Master of Science (MS)

First Advisor

Franck Vernerey

Second Advisor

Ronald Y. S. Pak

Third Advisor

Mark Stoykovich


The utilization of the surrounding environment is a distinct feature that plants harness to sustain equilibrium and continual maintenance. Plants undergo rapid changes and various stresses that add to an already complex system consisting of elaborate functions. Phototropism involves the activation of photoreceptive pigments, cell proteins and plant hormones through light reception which brings about curvature. Gravitropism is induced through the sedimentation of starch sacs that activate cells and allows for curvature response to gravity. Both processes are vital to the plant and can result in various structural responses. Recent research points to a specific plant hormone specified as auxin as the catalyst for differential growth and curvature.

An extensive analysis reveals the exact mechanisms behind phototropism and gravitropism from the molecular level to the global level. A plant experiencing a phototropic response utilizes specific pigments that differentiate the spectra of light. These protein based pigments localize to the plasma membrane of the plant cells and induces a state of phosphorylation. More proteins are activated and begin to interact with the naturally occurring auxin. Auxin then moves laterally across the different cell layers of the plant and produces curvature. Gravitropism follows a similar pattern but it is the endodermis of the plant that recognizes gravity. There are distinct organelles within the vacuoles of the cell that sediment in response to the vector of gravity. Upon sedimentation, an interaction with the cell's cytoskeleton takes place and proteins are again activated. Interaction with auxin occurs resulting in lateral movement that initiates curvature.

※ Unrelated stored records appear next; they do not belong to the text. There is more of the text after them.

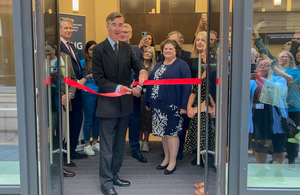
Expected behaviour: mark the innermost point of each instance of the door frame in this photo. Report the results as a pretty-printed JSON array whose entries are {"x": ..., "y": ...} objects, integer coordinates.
[{"x": 242, "y": 18}]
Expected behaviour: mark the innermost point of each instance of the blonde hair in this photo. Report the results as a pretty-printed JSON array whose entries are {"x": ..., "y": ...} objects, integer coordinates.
[
  {"x": 65, "y": 19},
  {"x": 179, "y": 36},
  {"x": 153, "y": 60},
  {"x": 291, "y": 64},
  {"x": 195, "y": 51}
]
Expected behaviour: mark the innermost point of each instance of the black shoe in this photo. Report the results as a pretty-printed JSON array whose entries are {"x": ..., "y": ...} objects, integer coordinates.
[
  {"x": 76, "y": 155},
  {"x": 167, "y": 172},
  {"x": 121, "y": 182},
  {"x": 179, "y": 156},
  {"x": 159, "y": 167},
  {"x": 72, "y": 164},
  {"x": 68, "y": 173},
  {"x": 194, "y": 162},
  {"x": 109, "y": 192},
  {"x": 139, "y": 157}
]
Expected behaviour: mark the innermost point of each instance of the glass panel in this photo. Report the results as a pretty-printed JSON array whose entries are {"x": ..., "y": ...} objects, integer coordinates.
[
  {"x": 132, "y": 6},
  {"x": 275, "y": 54},
  {"x": 9, "y": 141},
  {"x": 47, "y": 101},
  {"x": 187, "y": 6}
]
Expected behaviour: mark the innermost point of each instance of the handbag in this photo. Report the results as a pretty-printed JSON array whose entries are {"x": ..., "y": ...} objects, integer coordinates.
[{"x": 287, "y": 124}]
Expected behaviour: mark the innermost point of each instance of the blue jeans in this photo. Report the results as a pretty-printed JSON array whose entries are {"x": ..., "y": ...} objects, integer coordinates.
[{"x": 89, "y": 102}]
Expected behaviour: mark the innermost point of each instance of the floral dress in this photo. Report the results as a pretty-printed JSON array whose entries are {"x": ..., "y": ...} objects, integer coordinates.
[
  {"x": 191, "y": 139},
  {"x": 166, "y": 118}
]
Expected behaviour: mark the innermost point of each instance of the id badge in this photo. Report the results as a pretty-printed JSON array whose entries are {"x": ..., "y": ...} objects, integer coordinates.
[{"x": 259, "y": 106}]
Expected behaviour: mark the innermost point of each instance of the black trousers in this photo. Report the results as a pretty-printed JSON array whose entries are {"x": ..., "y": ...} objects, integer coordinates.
[
  {"x": 291, "y": 148},
  {"x": 76, "y": 118},
  {"x": 185, "y": 127},
  {"x": 112, "y": 143},
  {"x": 134, "y": 125}
]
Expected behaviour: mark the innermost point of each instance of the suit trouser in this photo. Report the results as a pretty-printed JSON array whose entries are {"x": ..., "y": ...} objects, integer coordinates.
[
  {"x": 76, "y": 118},
  {"x": 112, "y": 143},
  {"x": 134, "y": 125}
]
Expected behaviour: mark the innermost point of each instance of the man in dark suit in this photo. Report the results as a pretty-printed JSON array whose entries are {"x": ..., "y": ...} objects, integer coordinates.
[
  {"x": 76, "y": 115},
  {"x": 134, "y": 121},
  {"x": 111, "y": 66}
]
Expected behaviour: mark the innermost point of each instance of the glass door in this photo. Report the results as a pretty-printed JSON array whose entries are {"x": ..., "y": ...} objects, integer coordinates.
[
  {"x": 273, "y": 162},
  {"x": 48, "y": 104}
]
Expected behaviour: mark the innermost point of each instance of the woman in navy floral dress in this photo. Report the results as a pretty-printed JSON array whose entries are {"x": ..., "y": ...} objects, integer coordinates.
[{"x": 168, "y": 102}]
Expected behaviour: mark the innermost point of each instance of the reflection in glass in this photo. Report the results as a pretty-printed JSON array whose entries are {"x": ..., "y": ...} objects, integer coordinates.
[
  {"x": 9, "y": 140},
  {"x": 273, "y": 150}
]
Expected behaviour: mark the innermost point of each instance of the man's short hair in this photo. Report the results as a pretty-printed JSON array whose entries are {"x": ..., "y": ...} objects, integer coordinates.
[
  {"x": 65, "y": 19},
  {"x": 179, "y": 35},
  {"x": 128, "y": 26},
  {"x": 112, "y": 16}
]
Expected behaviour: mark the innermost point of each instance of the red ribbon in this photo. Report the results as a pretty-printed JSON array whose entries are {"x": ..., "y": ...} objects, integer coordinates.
[
  {"x": 147, "y": 82},
  {"x": 170, "y": 82}
]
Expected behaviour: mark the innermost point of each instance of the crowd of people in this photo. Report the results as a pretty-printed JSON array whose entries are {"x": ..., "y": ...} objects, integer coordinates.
[
  {"x": 170, "y": 111},
  {"x": 274, "y": 96}
]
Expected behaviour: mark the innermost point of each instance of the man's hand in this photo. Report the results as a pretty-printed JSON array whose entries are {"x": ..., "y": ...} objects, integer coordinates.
[
  {"x": 258, "y": 76},
  {"x": 182, "y": 111},
  {"x": 212, "y": 112},
  {"x": 82, "y": 81},
  {"x": 128, "y": 90},
  {"x": 63, "y": 99},
  {"x": 136, "y": 91},
  {"x": 89, "y": 76},
  {"x": 143, "y": 41},
  {"x": 142, "y": 77},
  {"x": 191, "y": 112}
]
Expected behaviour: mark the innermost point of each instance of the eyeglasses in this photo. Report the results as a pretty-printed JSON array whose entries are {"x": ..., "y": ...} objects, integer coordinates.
[
  {"x": 114, "y": 25},
  {"x": 263, "y": 65}
]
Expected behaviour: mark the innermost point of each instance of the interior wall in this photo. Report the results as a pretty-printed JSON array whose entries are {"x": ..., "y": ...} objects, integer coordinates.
[
  {"x": 96, "y": 12},
  {"x": 87, "y": 9},
  {"x": 102, "y": 9}
]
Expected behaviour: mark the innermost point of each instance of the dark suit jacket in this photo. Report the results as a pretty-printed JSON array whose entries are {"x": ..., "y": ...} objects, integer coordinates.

Cell expansion is the result of the interaction between auxin and the cell. Internal turgor pressure and cell wall compliance are the two main factors involved in cell expansion. A model is created with the relationship of auxin and cell expansion in terms of the different tropisms. In the model, the stem of a plant is considered and assumptions of curvature are made. Experimental data is gathered and comparisons with the model are drawn. The model is a substantial starting point but has room for improvement. The proper curvature response is simulated and potential applications are explored.